Pandemic influenza, an aerosolized anthrax attack, a nuclear detonation, chemical or radiological exposure, and other known and emerging threats and disasters are all potential threats to the United States. To combat these, one enterprise – comprising many collaborating federal agencies – is preparing to provide the necessary medical products when and where they are needed.
As the Ebola outbreak spread to multiple countries in West Africa and became a public health emergency of international concern, federal agencies in the United States pulled together quickly to review the vaccines, diagnostics, and therapeutics the agencies were supporting. Collectively known as medical countermeasures, these products were in various states of early development; none had reached clinical trials. The agency representatives quickly made decisions about how to use the authority, funding, and technical expertise from each agency to move as many products as rapidly as possible into clinical trials and get them into the hands of doctors and patients to prevent or treat this potentially deadly infection.
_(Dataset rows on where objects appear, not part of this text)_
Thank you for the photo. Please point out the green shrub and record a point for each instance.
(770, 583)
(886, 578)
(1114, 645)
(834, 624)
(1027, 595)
The National Institutes of Health (NIH), Biomedical Advanced Research and Development Authority (BARDA), Centers for Disease Control and Prevention (CDC), and Department of Defense provided funding, facilities, and technical support to private sector companies to bring three vaccines to phase 1 and 2 clinical trials to test safety and efficacy. BARDA also began working with the companies to scale up and improve manufacturing processes and support other advanced development work to increase the supply of candidate countermeasures. BARDA and NIH provided funding and technical assistance to private companies to move forward with development of therapeutics, including ZMapp, a monoclonal antibody cocktail, the components of which are manufactured in tobacco plants. BARDA also is partnering with companies on ways to make similar therapeutics in Chinese hamster ovary (CHO) cells, a modern, scalable monoclonal antibody production platform that will facilitate manufacturing large quantities of the drug.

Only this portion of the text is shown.